As nurses, one of our best attributes is helping people learn; we love to teach people how to take better care of themselves. Hospital nurses spend hours providing discharge education; home health nurses thrive on sharing that one little secret tip that gives homebound patients a brighter day. Clinic nurses have reams and reams of printed materials they distribute and review with patients on a daily basis.
As nurse practitioners, Barbara and I want to give each of you the real, down-to-earth tidbits to get you started on the best and healthiest journey of your life!!
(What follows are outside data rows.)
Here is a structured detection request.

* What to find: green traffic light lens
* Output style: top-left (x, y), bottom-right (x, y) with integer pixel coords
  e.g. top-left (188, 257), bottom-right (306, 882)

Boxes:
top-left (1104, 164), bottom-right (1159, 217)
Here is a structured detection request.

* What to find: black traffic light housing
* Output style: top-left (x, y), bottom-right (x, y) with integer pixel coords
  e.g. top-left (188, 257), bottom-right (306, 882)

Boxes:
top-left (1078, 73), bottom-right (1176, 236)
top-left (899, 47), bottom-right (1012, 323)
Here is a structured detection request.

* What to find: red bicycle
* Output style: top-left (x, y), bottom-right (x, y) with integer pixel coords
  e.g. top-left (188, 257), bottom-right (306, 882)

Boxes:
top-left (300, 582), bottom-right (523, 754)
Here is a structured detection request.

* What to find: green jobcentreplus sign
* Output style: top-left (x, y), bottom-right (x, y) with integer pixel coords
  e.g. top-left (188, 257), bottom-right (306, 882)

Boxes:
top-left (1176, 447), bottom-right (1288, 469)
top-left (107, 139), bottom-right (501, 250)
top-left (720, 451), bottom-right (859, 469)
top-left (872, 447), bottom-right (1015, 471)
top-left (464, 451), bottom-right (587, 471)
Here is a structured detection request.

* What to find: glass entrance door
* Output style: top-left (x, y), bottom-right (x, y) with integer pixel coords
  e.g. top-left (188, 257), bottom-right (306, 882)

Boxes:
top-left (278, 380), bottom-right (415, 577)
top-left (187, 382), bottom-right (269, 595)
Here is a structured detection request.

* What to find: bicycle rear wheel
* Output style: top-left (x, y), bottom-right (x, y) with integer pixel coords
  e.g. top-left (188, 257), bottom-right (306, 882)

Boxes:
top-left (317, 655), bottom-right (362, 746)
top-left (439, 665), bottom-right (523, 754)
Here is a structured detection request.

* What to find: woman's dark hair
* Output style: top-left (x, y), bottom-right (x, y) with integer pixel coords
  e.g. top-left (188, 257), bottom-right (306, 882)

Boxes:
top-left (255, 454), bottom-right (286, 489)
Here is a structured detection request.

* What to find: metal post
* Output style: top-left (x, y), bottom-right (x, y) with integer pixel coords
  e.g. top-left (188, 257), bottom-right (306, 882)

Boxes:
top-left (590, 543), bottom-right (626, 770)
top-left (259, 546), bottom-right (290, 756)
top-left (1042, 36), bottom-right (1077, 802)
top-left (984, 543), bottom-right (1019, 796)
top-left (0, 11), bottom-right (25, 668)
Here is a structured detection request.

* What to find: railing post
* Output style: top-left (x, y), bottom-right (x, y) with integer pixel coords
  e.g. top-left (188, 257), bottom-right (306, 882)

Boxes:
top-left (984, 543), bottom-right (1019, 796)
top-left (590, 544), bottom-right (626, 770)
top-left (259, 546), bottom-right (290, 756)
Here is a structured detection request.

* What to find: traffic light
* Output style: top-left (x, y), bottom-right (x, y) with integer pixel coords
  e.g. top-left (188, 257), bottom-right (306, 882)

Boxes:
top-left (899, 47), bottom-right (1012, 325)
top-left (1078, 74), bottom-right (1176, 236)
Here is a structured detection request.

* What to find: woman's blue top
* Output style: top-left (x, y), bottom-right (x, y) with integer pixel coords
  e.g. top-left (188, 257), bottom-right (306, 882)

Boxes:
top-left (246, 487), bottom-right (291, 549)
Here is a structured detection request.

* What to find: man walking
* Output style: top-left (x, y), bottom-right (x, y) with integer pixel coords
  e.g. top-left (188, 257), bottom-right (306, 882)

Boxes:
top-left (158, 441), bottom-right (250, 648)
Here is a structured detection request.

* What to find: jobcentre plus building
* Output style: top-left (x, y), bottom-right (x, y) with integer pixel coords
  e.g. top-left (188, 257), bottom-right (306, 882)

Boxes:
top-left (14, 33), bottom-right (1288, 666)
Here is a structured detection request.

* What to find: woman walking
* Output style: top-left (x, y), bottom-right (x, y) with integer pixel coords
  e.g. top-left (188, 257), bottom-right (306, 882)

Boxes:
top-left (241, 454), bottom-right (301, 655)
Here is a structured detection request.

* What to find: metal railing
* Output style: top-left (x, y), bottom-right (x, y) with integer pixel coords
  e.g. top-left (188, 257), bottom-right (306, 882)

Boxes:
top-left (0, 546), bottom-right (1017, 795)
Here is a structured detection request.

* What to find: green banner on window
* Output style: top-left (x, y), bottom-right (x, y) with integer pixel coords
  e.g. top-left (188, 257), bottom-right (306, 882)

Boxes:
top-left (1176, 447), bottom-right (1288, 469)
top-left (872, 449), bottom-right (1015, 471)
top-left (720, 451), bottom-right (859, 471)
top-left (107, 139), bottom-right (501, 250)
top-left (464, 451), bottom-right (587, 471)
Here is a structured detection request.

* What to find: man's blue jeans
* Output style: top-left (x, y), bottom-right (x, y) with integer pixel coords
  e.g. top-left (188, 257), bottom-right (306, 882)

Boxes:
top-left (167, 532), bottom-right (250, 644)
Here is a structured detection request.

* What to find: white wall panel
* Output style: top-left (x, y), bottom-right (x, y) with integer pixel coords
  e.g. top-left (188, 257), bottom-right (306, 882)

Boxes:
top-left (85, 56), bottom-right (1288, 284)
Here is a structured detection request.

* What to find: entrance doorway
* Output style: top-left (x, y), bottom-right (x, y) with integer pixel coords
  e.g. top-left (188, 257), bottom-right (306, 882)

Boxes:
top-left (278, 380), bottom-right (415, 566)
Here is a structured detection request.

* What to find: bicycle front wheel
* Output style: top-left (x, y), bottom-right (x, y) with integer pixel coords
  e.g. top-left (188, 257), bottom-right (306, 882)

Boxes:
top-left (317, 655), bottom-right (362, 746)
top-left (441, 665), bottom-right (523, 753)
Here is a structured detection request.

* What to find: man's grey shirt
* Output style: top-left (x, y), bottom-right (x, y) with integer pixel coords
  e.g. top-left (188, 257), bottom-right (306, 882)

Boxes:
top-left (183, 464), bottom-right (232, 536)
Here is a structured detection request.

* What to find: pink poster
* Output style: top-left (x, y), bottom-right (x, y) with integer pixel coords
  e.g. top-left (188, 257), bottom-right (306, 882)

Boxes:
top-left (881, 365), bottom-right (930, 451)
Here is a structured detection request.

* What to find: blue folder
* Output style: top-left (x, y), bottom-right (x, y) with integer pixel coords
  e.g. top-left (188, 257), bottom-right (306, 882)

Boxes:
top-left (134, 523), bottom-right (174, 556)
First, take stock of where you are in your health. What symptoms or illnesses or health conditions do you have? What would you MOST like to get rid of? It is important to start right where you are, or you really won’t know where you are heading. I always suggest a diary or journal for starters. A written record not only records where you are RIGHT NOW, but as time goes forth, it will be a boost to your ego and a record of just how far you’ve come. In your journal, include some of your disease markers: your blood pressure, your weight, your waist circumference, your thigh & upper arm circumferences, your hemoglobin A1c, your cholesterol and LDL/HDL numbers, and even your BUN/creatinine or your liver enzymes. It depends on your health care provider’s policies if they will provide you with an actual copy of your results; many clinics now offer online patient portal access. If you haven’t signed up previously, now might be a good time to do so. Record the names of any medications AND the doses you take. As your LCHF journey progresses, you will find that your health care provider will be reducing your doses AND medications. Write down how you feel about your conditions and medications; your feelings and thought processes are important. Take photos if possible and add them to your journal; even a selfie in the bathroom mirror will provide enough evidence once the inches fall away. Once you have your current health status recorded, you are truly READY to begin a whole new journey to improved health with FEWER risk factors than ever before thought possible.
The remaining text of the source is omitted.